When the pandemic struck initially, in-person services at Catholic Charities were reduced or paused. The dental program closed, and medical clinics accommodated fewer clients. Homeless shelters reduced capacity, while expanding hours to 24/7, increasing the number of shelters and adding accommodations for older and vulnerable individuals.
Many services, including Kennedy School classes, job training and classes for English speakers of other languages, became virtual, and telehealth visits were added to medical services. This required buying laptops and software and, in many cases, teaching clients unfamiliar with computer technology how to use it. With greater use of technology, programs adapted and services gradually resumed in new ways.
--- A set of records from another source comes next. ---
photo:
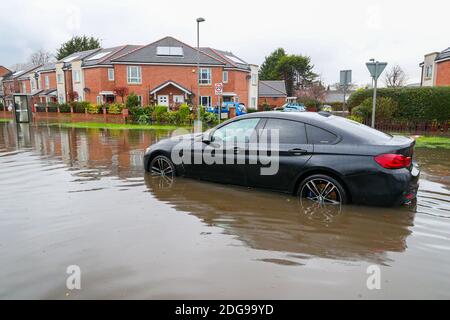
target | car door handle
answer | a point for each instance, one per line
(297, 152)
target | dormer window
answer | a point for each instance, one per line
(169, 51)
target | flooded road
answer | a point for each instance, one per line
(81, 197)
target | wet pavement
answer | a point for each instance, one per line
(81, 197)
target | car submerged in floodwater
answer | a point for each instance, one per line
(321, 157)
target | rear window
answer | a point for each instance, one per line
(360, 129)
(290, 132)
(319, 136)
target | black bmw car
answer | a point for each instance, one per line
(320, 157)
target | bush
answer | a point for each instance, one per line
(425, 103)
(132, 101)
(95, 108)
(115, 108)
(41, 107)
(64, 108)
(159, 114)
(52, 107)
(385, 109)
(79, 106)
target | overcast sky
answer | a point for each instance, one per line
(335, 34)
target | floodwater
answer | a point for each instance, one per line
(81, 197)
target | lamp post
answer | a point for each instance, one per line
(375, 69)
(198, 69)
Catholic Charities stopped using volunteers because of concerns about their safety. Gradually, volunteer opportunities reemerged, with people serving in new ways — helping with outdoor food distributions, sewing cloth face masks, and preparing meals at home and taking them to homeless shelters.
Despite the challenging time, two new programs began during the pandemic — the Volunteer Medical Clinic, which provides three full days of service with the help of 60 volunteer doctors and nurse practitioners, and the Newcomer Network, which provides legal and integrated social services for people who are new to the United States. Rental assistance emerged as another critical need, and that service was expanded.
“The pandemic opened doors for us and sparked creative new solutions for longstanding problems,” says Msgr. John J. Enzler, president and CEO. “Walking through those doors are the people we serve, who need not a handout but a hand up to improve their lives. We’re doing it one by one, day by day, all throughout the year.”
Once vaccines were developed, Catholic Charities hosted vaccination clinics. Staff members posted selfies of themselves and produced a video to encourage their clients to get vaccinated.
Denise Capaci, executive director of Adult and Children Clinical Services, was determined that none of her clients would fall through the cracks. Capaci, who oversees behavioral health, medical, dental and legal services, says that she and her department made changes to the programs to accommodate both their clients’ needs and the safety of the staff.
Capaci’s team developed unique ways to stay connected with clients whose mental health was at risk because they were isolated during the pandemic. A client who was afraid to use a cell phone was given an iPad. Sitting on her porch, the client used the iPad to communicate with a case manager sitting in a car.
“Sometimes we had to figure it out one person at a time,” says Capaci. “Often the beauty and grace of what we do is in the simplicity of sharing a meal or coming up with a creative solution to a problem.”